Representatives Bill Posey, R-Fla., and Judy Biggert, R-Ill., have introduced legislation aimed at ending the double-taxation, but their bill also stalks bigger game. The proposed legislation, H.R. 6423, “Insurance Consumer Protection and Solvency Act of 2012,” would alter the definition of a Covered Financial Company to specifically exclude insurance companies. In other words, the bill would reverse one of the signal provisions of Dodd-Frank. H.R. 6423 was introduced on Sept. 14, 2012, and is currently before the House Committee on Financial Services.

“The permanent Dodd-Frank bailout fund is a bad approach to banking and an even worse approach for insurance, which is already regulated effectively at the state level,” said Rep. Biggert, chair of the House subcommittee on insurance, housing and community opportunity. “Our legislation will simply ensure that the fog of regulatory uncertainty created by Dodd-Frank doesn’t force insurance consumers to pay into a new, federal bailout fund.”

Whatever one thinks of Dodd-Frank as a whole, that ship has sailed and, barring the unlikely event of one party controlling 60 seats in the Senate, the ship won’t be returning to port anytime soon. Extracting insurance companies from FDIC authority just two years after that authority was granted is a major legislative shift that Dodd-Frank’s supporters are highly unlikely to support.

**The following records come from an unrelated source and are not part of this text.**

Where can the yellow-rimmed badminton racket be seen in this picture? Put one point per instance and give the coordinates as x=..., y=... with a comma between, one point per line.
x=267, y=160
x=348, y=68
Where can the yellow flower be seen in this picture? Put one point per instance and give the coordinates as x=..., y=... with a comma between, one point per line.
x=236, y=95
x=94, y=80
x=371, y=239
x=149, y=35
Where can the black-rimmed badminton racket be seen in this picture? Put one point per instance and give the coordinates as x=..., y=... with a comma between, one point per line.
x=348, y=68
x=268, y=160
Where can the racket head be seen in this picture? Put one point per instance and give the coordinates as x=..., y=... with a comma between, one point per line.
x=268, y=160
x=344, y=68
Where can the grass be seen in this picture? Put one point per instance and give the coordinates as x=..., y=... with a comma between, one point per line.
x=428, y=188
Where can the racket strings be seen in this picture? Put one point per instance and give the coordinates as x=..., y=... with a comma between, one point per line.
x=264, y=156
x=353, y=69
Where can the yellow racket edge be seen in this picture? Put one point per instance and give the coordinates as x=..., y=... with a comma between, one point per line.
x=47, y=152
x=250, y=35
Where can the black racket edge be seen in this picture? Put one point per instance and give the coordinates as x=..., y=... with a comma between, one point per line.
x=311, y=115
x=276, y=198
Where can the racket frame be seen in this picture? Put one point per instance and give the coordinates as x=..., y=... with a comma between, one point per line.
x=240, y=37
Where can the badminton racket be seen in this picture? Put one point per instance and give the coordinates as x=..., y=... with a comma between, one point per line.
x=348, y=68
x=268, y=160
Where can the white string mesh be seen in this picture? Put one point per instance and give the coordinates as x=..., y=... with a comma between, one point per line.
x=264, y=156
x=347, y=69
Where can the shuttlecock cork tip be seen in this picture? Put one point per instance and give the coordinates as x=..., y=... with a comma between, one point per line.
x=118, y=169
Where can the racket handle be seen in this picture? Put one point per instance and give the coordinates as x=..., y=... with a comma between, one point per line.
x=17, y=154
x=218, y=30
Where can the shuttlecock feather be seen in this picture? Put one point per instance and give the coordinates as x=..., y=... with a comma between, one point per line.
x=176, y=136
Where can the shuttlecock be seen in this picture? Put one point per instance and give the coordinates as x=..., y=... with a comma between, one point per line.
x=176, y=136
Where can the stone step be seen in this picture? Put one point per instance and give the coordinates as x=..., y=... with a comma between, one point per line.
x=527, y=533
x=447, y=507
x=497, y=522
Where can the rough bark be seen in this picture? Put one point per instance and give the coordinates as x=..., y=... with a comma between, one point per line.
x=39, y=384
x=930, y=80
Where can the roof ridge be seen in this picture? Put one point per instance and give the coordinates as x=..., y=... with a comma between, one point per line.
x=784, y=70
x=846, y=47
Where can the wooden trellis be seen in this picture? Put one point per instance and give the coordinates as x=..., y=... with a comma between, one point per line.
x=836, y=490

By contrast, a narrowly-drafted bill aimed solely at fixing a limited and perhaps unforeseen consequence of Dodd-Frank might have passed. For example, the sponsors could have restricted the carve-out to property/casualty insurers or limited the assessments on insurers by the Financial Stability Oversight Council. A narrower amendment could have been presented as fine-tuning Dodd-Frank, rather than a direct attack. But by taking a broad partisan approach, H.R. 6423 seems destined for the legislative trash heap — taking a good idea along with it.